Abstract
OBJECTIVES
To determine the incidence, triggers, and timing of myocardial injury during reoperation for coronary artery bypass surgery.
DESIGN
Prospective observational.
SETTING
One tertiary care university hospital.
PARTICIPANTS
15 patients undergoing reoperation.
INTERVENTIONS
Multilead electrocardiographic monitoring approximately every 3 minutes during surgery.

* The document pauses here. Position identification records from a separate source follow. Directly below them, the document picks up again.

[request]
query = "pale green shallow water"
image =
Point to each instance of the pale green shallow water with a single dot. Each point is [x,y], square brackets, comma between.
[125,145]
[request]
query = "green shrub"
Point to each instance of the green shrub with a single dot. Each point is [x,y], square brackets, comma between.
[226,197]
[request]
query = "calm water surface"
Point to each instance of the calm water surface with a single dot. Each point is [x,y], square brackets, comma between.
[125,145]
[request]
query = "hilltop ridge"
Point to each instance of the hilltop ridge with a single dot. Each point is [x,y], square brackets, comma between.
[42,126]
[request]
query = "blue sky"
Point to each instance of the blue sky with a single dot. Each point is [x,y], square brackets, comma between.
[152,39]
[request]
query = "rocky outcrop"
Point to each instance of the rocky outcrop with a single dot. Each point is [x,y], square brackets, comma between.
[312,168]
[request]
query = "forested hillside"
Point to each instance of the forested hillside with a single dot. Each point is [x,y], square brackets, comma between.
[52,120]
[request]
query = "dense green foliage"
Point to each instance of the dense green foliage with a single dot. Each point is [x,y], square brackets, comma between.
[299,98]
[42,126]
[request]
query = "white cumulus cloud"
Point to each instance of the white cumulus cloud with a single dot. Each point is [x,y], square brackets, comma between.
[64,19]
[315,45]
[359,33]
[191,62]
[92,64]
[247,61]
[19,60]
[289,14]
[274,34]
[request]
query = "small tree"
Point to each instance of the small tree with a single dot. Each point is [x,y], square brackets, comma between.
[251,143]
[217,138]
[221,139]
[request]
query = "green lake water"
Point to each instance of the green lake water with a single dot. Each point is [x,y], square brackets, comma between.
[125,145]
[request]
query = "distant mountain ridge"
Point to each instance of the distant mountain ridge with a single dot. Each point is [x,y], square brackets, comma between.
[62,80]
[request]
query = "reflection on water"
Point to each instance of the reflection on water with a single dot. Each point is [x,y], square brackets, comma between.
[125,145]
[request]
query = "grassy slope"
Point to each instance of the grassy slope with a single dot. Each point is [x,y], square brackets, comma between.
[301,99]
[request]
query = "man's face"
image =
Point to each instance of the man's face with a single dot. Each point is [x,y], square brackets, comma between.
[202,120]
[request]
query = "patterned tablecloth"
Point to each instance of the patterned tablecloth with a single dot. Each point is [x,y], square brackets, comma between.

MEASUREMENTS AND MAIN RESULTS
The occurrence of a new ischemic ST elevation or depression on the electrocardiogram (ECG) was determined. A major deterioration in ventricular function after cardiopulmonary bypass (CPB) also was determined. Peak creatine kinase myocardial band (CK-MB) > or = 25 IU/L was considered to be the marker of myocardial injury. Seven patients demonstrated myocardial injury, all intraoperatively. Five of these patients had new ST elevation episodes before CPB. Three of the episodes were temporally associated with an abrupt increase in the heart rate. The other two episodes were temporally associated with surgical manipulation of the heart and the old grafts. The sixth patient had a significant deterioration of ventricular function during CPB. One of the patients who had ST elevation before CPB and the seventh patient developed ST elevation towards the end of protamine administration.
CONCLUSIONS
In patients undergoing reoperation, the intraoperative incidence of myocardial injury, especially before CPB, was found to be substantially higher than that previously reported.